CVE-2026-46412

Name of the Vulnerable Software and Affected Versions @beproduct/nestjs-auth versions 0.1.2 through 0.1.19

Description An attacker used a compromised npm publish token to distribute malicious versions of the package containing payloads from the Mini Shai-Hulud npm supply-chain worm campaign. The malicious postinstall script attempts to harvest sensitive data, including npm tokens from ~/.npmrc, GitHub personal access tokens, OAuth tokens (gho *), Actions OIDC tokens, AWS credentials from environment variables and ~/.aws/credentials, HashiCorp Vault tokens, and other secrets in environment variables. The harvested data is exfiltrated to the endpoint 'https://filev2.getsession.org'. Additionally, the worm establishes persistence by writing files such as tanstack runner.js, router init.js, and setup.mjs into the developer's working tree and configuring IDE hooks in .claude/ and .vscode/ directories.

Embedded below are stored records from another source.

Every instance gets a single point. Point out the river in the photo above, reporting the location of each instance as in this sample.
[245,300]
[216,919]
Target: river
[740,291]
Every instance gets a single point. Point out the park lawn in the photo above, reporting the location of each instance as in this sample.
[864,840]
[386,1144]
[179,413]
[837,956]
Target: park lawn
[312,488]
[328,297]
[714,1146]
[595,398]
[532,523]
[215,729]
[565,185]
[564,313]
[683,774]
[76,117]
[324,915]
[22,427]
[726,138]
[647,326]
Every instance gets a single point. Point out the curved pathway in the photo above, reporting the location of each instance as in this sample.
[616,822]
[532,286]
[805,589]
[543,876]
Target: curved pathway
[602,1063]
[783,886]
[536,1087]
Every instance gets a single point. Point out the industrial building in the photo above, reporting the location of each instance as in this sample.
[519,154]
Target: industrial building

Recommendations For versions 0.1.2 through 0.1.19, uninstall the package, clean the npm cache, and install version 0.1.20. Rotate all npm publish tokens, GitHub PATs, OAuth tokens, AWS access keys, HashiCorp Vault tokens, and any other secrets present in the environment during installation. Scan affected hosts for persistence files tanstack runner.js, router init.js, and router runtime.js, and reimage the host if found. Review repository history for unauthorized additions in .claude/ or .vscode/ directories.